Regardless of circumstance, Klopp has spent just £241million to get himself somewhere near the very top of the beautiful game – in fact, arguably its peak in the form of a Champions League final – after starting somewhere in the middle. In that sense, Mourinho, Guardiola and Conte can’t hold a candle to him.
Yet, there is a counterargument that, after getting relegated with Mainz and failing to win promotion back to the Bundesliga, Klopp’s personality was as responsible as results for earning him the Dortmund job. At that time, the Black-Yellows had slumped to a disappointing 13th and whilst Klopp was proving a talented manager in his own right, he was also a significant presence in analysing the German national team. That provided the platform for his charming character to shine and made him a popular figure amongst the Bundesliga audience. It created an aura around him that is still prevalent today.
Whether that aura is justified or not remains open to debate. Whilst nobody can dispute the near- miracles he achieved at Dortmund, turning around a club sinking into the abyss to win back-to-back Bundesliga titles and even more unexpectedly reach a Champions League final, there have been few signs of him managing similar feats at Liverpool.
In fact, Klopp’s record thus far is arguably inferior to that of his much-maligned predecessor Brendan Rodgers, who always lacked that warming personality and ability to win fans and journalists over. The now-Celtic boss averaged more points per game than Klopp, recorded just 0.5% less victories, gave more chances to young players and recorded a higher final standing in the Premier League – when his scintillating 2013/14 side came within a hare’s width of the title.
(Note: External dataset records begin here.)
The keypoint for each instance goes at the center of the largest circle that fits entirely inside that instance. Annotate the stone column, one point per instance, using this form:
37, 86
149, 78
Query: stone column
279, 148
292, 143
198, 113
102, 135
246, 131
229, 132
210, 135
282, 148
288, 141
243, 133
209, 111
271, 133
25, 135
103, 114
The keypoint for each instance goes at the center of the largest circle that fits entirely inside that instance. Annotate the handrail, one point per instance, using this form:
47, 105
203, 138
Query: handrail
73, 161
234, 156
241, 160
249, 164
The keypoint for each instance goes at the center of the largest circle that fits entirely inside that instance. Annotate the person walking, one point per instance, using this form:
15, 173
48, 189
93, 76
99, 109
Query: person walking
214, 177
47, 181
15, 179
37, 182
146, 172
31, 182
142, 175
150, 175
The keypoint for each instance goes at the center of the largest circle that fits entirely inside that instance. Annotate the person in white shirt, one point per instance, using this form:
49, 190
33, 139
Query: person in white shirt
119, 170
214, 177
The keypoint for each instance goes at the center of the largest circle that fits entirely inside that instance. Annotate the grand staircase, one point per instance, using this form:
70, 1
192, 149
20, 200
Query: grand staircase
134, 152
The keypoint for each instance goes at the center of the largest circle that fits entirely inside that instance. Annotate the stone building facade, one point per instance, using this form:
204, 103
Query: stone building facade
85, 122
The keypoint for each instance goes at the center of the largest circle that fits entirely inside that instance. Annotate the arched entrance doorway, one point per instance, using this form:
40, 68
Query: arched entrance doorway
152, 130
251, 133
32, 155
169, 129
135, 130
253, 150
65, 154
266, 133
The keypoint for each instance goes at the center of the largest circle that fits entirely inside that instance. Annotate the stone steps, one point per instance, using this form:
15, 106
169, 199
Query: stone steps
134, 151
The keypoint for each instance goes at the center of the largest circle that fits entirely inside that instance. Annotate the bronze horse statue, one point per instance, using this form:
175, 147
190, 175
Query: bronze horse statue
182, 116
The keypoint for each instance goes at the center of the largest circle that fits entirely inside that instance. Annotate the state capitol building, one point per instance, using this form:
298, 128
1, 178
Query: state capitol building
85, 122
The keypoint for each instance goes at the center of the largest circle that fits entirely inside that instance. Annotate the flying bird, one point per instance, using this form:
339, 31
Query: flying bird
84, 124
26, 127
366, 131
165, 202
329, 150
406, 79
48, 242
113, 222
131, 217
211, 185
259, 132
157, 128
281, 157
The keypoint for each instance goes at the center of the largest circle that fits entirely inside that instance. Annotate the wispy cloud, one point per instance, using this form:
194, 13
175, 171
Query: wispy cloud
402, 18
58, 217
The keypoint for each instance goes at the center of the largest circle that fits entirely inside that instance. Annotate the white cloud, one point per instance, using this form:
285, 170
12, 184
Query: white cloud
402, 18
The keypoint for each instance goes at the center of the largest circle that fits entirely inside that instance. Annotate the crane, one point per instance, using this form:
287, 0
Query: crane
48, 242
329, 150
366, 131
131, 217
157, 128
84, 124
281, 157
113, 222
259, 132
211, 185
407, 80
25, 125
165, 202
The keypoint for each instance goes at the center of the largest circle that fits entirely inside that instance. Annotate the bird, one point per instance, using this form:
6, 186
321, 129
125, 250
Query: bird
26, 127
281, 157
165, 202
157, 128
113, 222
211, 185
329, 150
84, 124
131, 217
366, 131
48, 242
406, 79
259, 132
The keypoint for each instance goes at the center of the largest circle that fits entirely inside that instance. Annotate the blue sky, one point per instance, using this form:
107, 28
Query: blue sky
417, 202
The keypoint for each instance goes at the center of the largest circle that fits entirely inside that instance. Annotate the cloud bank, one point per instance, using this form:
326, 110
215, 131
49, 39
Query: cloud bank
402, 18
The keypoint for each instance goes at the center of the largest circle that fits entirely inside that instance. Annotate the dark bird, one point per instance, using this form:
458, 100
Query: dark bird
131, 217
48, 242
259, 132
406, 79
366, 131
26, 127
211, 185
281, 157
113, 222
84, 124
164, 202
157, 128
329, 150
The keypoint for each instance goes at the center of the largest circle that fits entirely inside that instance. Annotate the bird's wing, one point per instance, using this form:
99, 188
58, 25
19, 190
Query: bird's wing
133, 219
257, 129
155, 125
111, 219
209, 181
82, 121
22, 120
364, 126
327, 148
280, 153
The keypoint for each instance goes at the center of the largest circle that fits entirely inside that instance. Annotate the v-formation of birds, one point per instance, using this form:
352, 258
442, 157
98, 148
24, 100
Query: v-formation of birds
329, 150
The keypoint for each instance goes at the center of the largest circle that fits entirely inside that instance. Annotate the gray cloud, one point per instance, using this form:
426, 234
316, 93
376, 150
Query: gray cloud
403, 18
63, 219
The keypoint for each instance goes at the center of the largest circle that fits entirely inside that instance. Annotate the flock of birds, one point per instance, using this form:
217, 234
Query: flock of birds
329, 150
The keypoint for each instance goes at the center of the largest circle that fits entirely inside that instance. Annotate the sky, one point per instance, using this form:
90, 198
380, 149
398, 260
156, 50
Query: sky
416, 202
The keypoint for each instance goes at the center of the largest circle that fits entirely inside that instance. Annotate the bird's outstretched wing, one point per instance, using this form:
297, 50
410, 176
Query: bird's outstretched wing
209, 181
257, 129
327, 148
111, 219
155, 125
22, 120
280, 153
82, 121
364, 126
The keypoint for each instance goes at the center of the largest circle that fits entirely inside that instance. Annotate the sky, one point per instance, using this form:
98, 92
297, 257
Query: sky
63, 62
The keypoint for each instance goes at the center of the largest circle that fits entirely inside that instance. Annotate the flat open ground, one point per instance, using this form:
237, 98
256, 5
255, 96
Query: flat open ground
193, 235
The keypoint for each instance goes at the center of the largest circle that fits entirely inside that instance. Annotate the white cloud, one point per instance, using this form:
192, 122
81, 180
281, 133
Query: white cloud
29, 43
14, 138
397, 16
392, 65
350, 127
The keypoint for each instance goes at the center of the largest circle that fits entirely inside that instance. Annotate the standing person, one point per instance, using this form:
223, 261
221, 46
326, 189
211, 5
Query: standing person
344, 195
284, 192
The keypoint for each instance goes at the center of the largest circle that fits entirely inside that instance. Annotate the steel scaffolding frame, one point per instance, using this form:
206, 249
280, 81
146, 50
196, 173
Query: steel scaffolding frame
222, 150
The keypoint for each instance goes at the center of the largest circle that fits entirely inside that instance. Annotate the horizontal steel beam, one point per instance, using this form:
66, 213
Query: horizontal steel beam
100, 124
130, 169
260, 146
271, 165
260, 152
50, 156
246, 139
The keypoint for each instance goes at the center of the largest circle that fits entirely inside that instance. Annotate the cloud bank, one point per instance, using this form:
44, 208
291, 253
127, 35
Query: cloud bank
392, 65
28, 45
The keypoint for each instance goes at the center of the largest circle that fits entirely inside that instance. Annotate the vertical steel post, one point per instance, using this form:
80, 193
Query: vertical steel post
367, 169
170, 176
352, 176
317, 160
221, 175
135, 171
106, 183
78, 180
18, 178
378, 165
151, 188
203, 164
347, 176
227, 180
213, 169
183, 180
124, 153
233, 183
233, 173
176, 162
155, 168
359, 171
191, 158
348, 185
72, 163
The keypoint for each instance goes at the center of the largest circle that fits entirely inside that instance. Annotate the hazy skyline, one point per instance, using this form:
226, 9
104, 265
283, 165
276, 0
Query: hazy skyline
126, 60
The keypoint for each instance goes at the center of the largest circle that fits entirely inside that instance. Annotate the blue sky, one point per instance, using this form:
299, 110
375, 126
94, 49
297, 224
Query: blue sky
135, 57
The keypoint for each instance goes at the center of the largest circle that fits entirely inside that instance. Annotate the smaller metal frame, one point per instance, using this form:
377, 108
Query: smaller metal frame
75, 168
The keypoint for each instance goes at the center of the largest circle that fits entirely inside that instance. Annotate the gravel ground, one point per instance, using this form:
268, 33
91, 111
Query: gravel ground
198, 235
Some would argue that team actually played better football than anything Klopp’s produced at Anfield thus far.
Perhaps suggesting Klopp’s performance in the Liverpool dugout has been disappointing would be a few steps too far. After all, coming in after the summer transfer window essentially wrote off his first season on Merseyside, whereas the second ended with a place in the top four despite the incredible competitiveness in the Premier League summit’s mini-league. Although Rodgers inherited a much bigger mess than Klopp did from the Irishman, that’s still progress for the Reds
But Klopp’s charming personality has, at the very least, spared him from the same kind of criticism his predecessor relentlessly suffered and has seemingly put him into a bracket of trophy winner that he doesn’t necessarily deserve to be in.
At the same time, however, it’s hard to discredit Klopp for that. As much as one might argue his outgoing charm has glossed over a slightly underwhelming two years at Liverpool, the way Klopp’s used his personality has been exceptional. If it creates a feel-good factor around the club in spite of occasionally unconvincing results and buys him more time in an increasingly sensationalist and short-termist Premier League, who can rightly complain?